Service and Maintenance in ADAS & AD Vehicles
Welcome to the LeddarTech Lab podcast, where mobility innovation takes center stage! In this episode, we explore the unsung hero of advanced driver assistance systems (ADAS): service and calibration. Joining us are Thomas Patterson of GlassDoctor and Eadan Valent from LeddarTech. Together, they’ll unpack the intricacies of sensor calibration, the challenges of maintaining ADAS performance, and why precision is critical for safety and reliability. Whether it’s hardware, software, or cutting-edge AI, this conversation dives into the collaboration between tech and mechanics shaping the future of driving. Buckle up for a ride through the world of smarter, safer mobility!
Podcast Transcript
Michelle: Hello and welcome to the LeddarTech Lab podcast for all things mobility, ADAS, AD, and the tech and trends driving the automotive space. With more sophisticated ADAS applications becoming more prevalent in vehicles, ensuring their accurate performance through service and maintenance is critical. With us today, we have Thomas Patterson, Director of Product Development and Technical Training at GlassDoctor and Eadan Valent, Algorithm Group Manager at LeddarTech to talk more about this. Thank you both for being with me today. Welcome.
Eadan: Thank you, Michelle.
Michelle: Looking forward to getting into the conversation. Before we do, can I ask you to give us a brief bio if you can, starting with you, Thomas?

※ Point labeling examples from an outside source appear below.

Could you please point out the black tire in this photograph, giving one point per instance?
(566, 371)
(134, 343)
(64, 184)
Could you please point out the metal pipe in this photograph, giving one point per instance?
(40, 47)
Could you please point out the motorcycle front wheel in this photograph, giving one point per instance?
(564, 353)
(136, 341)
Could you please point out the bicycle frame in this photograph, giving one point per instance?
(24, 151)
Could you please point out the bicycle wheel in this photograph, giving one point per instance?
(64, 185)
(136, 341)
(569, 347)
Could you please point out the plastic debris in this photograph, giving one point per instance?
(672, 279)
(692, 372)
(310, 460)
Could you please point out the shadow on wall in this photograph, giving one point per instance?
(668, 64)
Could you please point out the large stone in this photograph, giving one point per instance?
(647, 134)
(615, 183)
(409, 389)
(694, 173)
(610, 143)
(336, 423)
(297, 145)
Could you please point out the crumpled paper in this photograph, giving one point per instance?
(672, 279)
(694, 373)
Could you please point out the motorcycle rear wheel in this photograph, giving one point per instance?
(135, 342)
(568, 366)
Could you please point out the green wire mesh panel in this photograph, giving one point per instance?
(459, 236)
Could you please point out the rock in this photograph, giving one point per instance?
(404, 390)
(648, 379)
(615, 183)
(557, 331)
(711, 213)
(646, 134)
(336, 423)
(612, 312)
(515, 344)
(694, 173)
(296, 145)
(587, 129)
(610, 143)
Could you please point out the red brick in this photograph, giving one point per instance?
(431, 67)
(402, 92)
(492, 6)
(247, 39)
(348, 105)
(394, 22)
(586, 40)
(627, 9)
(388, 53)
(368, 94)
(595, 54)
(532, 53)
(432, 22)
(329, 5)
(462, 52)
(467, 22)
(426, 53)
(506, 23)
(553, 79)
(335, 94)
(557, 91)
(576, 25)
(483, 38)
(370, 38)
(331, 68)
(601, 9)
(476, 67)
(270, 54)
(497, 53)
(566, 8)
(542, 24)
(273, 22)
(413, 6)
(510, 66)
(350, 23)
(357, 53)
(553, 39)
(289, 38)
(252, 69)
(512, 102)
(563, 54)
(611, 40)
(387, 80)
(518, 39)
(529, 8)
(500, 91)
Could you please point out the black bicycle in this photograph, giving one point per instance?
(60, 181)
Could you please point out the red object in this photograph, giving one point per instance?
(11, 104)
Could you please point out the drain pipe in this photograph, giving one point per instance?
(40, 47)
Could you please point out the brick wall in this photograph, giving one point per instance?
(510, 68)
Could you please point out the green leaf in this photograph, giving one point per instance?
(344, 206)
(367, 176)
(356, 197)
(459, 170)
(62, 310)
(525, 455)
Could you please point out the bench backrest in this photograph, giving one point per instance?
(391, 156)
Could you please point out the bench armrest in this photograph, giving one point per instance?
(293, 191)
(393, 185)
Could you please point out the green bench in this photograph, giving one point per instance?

Thomas: All right. So my name is Thomas Patterson. I am with GlassDoctor. We’re a retail glass company. I’ve been in the glass business for 44 years, and I’ve been involved with ADAS calibration since its inception six or seven years back. And hopefully, I can add some valuable input.
Michelle: I’m sure you will. And Eadan?
Eadan: Sure. Yeah. So I’ve been working at LeddarTech for six and a half years now, currently managing the algorithms group. So we’re in charge of the AI. And I’ve been in this field for roughly eight and a bit years now. It’s made some big leaps and bounds in that time. And it’s an exciting industry to be a part of.
Michelle: So let’s start off here. When we talk about maintenance and servicing of advanced driving assistance systems, we’re referring to the hardware and the software of the system. The hardware comprising the sensors, while the software refers to the perception system. How does the perception software use sensors? What sensors are used and what role does calibration play?
Eadan: Yeah. So maybe I’ll even start one step before that. So what is the hardware and what is the software in an autonomous vehicle or an ADAS system? So imagine a human driver. We have our eyes, our ears, our senses. Those are the sensors, the digital twin of that. And then we have our brain trying to understand what’s going on around us and deciding how to drive. And in this case, we at LeddarTech, we work on perception, meaning we’re trying to understand the environment around us. Now, the sensors that we’re working with here are cameras, radars, lidars, IMU, GPS, CAN bus. So many different sensors. Maybe two of the most important ones that we usually work with are cameras and radars. So we can just kind of discuss those as an example.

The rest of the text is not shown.